By Jeff Cain – MMAWeekly.com
In his Ultimate Fighting Championship debut, Tim Boetsch stepped up on short notice to take on David Heath at UFC 81, and immediately made a name for himself on mixed martial arts’ biggest stage with a first round TKO victory.
David Heath was originally slated to face Tomasz Drwal at UFC 81, but 13 days before the event Drwal was forced to pull out due to a knee injury suffered in training. The fight was nearly scratched from the card but Tim Boetsch accepted the bout with only ten days to prepare.
“My manager called me and asked if I felt like I was ready to jump in the UFC because, he said, David Heath’s opponent had been hurt. He was going to talk to them and try to get me in there. He called me back and said the fight had been scratched. I was all bummed out. The next day he called me and said the fight was back on and that I was in. It all worked out pretty good for me,” said the Pennsylvanian fighter.
The up-and-coming light heavyweight realized opportunity rarely knocks and he wanted to be ready to rise to the challenge when or if opportunity knocked upon his door. That attitude paid off.
He said, “I pretty much train hard all the time and when I do find out I have a fight I’ll kick it up another notch. Me and my group of guys train hard pretty much year-round because you do get opportunities for fights on short notice and I like to be as ready as possible when they do call.”
“I’m ready to fight all the time. If we can line them up, I want to be in there throwing down.”
A lot of fighters display a case of nerves when they make their debut in the UFC, getting caught up in the hype, bright lights and big stage that fighting in the UFC brings.
Asked about the his nerves stepping into the octagon for the first time, Boetsch said, “Everyone was talking about the first-time jitters being a factor. That was the only thing that I was concerned about going into this fight. I knew I had prepared technically as well as I could have for Heath, and the only thing I had to deal with was those nerves, so that was my main focus all week.”
“I was just kind of removing myself from all the big lights and the hype of Las Vegas and the first time in the octagon. I went in there highly focused and nerves didn’t play a factor at all for me.”

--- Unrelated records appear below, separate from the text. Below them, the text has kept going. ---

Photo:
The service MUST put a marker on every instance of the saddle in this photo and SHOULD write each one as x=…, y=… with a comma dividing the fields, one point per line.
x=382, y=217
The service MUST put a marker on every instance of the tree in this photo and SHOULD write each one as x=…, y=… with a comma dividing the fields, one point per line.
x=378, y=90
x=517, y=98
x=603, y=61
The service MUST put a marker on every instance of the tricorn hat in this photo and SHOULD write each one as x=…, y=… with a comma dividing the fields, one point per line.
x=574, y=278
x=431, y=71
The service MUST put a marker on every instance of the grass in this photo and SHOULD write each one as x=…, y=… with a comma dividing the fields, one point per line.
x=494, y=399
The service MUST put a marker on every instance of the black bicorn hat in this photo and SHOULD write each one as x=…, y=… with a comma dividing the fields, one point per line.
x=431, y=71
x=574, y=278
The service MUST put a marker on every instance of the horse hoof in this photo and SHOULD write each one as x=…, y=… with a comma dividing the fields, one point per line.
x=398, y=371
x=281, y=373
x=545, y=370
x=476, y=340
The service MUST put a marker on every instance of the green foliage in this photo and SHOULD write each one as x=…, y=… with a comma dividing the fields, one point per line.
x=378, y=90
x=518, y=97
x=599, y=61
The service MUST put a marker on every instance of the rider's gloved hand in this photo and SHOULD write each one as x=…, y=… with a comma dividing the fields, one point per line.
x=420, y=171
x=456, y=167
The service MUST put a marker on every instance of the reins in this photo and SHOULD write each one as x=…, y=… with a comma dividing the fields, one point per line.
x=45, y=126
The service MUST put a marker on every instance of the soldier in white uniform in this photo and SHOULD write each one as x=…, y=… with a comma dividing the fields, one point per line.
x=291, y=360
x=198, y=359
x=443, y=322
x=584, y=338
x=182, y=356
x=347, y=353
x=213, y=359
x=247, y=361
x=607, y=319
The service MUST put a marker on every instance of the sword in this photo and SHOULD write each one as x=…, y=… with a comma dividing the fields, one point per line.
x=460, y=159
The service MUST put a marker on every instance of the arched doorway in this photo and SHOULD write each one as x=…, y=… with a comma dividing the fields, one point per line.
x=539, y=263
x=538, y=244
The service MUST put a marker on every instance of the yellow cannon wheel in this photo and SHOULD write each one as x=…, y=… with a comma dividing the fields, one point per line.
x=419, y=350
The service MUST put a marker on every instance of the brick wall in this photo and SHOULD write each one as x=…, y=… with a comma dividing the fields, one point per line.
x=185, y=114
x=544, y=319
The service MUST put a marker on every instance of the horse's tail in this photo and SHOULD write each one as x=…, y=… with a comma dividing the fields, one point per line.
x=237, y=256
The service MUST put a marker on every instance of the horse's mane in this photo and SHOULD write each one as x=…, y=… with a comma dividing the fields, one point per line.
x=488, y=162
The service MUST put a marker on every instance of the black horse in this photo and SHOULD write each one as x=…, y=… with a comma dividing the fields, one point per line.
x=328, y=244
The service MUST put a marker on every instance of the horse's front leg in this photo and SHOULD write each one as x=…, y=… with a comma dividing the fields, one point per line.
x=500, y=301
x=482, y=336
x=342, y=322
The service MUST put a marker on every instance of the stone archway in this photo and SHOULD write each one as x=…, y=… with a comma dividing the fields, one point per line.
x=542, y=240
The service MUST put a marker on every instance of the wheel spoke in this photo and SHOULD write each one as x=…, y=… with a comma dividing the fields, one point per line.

The highlight of the bout was Boetsch’s throw that put David Heath on his head and resulted in the eventual finish of the fight.
Discussing the throw, Boetsch explained, “It was more-or-less wrestling and pummeled an under hook in there and had kind of like a collar tie, which is also a wrestling technique, locked up on his head there and I threw him. It wasn’t really a Judo hip toss. I didn’t really get my hips into it. It was more of just an upper body almost like football spiking action.”
“I was a bit surprised when he went down that hard and didn’t catch himself. When I did see his head bounce off the mat I knew he was in a lot of trouble. When I jumped on him and started hitting him I felt he was out right away. At that point I was just waiting for referee Herb Dean to jump in there and stop the fight.”
With such an impressive debut, Boetsch feels he’ll be brought back to the UFC, but nothing has been signed. He stated, “I didn’t sign anything, so it was a one fight and we’ll see kind of deal. I think I left them with a good enough impression that I’ll be back in there, but nothing is official just yet,”
“They made it clear that they were impressed. They were happy that I took the fight on late notice and that I showed up in shape and put on a good show. They said that was one of the reasons why they won’t bring a guy in on late notice because they can’t count on them putting on a good show. They were very pleased with everything that I did and the fan response has been great as well.”
He added, “Looking back on it, that was the perfect fight. It just worked out well all the way around.”